Former Secretary of State Hillary Clinton left the U.S. Consulate in Benghazi, Libya, vulnerable by approving lax security measures, a report released Tuesday by House Republicans concluded.
The 46-page report accused Clinton — a possible White House contender in 2016 — of seeking to cover up failures by the State Department that could have contributed to the attack last year that killed Ambassador Christopher Stevens and three other Americans.
The report, compiled by five House panels after a seven-month investigation, said Clinton approved reductions in security levels prior to the Sept. 11, 2012, attack, contradicting Clinton’s testimony before the House Foreign Affairs Committee on Jan. 23.
“Senior State Department officials knew that the threat environment in Benghazi was high and that the Benghazi compound was vulnerable and unable to withstand an attack, yet the Department continued to systematically withdraw security personnel,” the report states.
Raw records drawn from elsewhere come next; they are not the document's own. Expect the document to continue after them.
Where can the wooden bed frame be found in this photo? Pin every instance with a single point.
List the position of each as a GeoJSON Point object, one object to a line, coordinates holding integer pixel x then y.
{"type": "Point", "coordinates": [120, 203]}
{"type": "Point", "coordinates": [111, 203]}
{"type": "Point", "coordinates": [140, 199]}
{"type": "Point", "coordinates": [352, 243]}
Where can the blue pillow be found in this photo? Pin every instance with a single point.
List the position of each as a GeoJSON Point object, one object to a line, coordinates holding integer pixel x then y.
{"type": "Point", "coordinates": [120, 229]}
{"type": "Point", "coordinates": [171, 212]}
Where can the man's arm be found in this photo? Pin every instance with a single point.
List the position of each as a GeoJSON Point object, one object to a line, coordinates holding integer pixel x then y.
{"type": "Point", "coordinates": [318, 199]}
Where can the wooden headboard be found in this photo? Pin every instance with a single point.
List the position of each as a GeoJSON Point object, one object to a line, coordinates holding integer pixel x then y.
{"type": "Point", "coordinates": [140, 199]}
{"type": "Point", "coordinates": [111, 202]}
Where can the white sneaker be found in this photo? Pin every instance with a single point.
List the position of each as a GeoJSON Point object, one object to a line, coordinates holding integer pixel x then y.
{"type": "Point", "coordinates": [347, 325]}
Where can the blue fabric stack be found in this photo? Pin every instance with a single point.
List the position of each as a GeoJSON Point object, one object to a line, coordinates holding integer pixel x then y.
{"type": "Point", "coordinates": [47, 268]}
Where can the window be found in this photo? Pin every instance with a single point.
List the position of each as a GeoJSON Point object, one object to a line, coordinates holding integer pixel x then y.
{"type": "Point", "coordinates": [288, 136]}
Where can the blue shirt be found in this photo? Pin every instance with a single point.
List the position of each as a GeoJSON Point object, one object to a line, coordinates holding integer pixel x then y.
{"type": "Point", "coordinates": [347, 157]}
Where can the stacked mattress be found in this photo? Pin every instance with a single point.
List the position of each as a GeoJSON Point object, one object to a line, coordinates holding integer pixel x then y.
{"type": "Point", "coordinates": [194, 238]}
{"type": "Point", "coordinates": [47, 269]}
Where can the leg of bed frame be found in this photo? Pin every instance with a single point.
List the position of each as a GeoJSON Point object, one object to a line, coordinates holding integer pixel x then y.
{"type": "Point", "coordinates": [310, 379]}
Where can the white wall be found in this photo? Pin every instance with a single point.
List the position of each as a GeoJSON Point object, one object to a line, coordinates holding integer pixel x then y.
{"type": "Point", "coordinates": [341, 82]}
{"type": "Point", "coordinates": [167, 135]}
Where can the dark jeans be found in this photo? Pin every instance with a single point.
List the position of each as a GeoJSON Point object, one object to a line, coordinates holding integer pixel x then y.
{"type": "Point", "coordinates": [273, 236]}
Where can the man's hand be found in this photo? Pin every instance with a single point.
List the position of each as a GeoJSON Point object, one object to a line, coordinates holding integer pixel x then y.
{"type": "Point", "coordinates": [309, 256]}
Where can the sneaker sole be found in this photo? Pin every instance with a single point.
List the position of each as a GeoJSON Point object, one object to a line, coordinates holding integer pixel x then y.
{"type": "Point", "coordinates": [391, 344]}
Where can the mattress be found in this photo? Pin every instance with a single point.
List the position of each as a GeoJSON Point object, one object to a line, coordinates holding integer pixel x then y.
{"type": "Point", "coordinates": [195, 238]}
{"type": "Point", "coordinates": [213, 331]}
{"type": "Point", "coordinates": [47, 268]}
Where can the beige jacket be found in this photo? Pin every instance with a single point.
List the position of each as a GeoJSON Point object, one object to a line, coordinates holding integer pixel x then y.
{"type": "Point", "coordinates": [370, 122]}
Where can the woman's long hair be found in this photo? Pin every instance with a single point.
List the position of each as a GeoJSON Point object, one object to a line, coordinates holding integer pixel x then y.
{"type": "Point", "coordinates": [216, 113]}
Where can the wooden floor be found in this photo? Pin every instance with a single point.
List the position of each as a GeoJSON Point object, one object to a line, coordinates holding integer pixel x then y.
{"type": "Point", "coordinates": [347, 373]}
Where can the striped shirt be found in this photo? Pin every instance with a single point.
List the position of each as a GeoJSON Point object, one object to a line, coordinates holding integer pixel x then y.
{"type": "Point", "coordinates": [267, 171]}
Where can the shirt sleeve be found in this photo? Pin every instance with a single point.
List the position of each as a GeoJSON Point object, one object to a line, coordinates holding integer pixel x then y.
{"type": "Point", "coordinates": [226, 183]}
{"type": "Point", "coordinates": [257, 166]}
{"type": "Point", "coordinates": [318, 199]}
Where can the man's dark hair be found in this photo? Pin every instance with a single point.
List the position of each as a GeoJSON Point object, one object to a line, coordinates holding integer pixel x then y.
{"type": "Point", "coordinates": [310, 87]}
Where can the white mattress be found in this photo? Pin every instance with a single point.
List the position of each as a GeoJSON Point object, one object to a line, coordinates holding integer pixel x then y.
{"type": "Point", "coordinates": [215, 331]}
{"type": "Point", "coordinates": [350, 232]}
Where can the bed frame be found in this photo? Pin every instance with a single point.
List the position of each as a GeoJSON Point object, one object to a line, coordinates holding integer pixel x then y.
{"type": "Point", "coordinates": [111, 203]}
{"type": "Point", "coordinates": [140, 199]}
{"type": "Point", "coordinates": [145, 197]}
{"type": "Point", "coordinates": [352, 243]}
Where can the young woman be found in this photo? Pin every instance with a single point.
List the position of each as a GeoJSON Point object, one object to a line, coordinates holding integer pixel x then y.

“Repeated requests for additional security were denied at the highest levels of the State Department,” it said. “For example, an April 2012 State Department cable bearing Secretary Hillary Clinton’s signature acknowledged then-Ambassador [Gene] Cretz’s formal request for additional security assets but ordered the withdrawal of security elements to proceed as planned.”
“Clinton testified that the more than 1 million cables that come to the State Department from the field every year are addressed to her and those that go out from Foggy Bottom bear her signature, regardless of who wrote them.”
It also accuses the White House and senior State Department officials of altering accurate talking points drafted by the intelligence community in order to protect the department in the days after the attack.
Contrary to what the administration has stated, the report said the talking points were not edited to protect classified information, and notes that concern for classified information is never mentioned in email traffic among senior administration officials.
The report, distributed to Republican House members on Tuesday, aims in part to inoculate Speaker John Boehner (R-Ohio) and his committee leaders from conservative criticism that they’re giving the Obama administration a free pass on Benghazi by opposing the creation of a select committee endorsed by more than half the Republican conference.
It’s also a first shot at Clinton’s legacy at the State Department as she begins to lay the groundwork for a possible presidential run in 2016.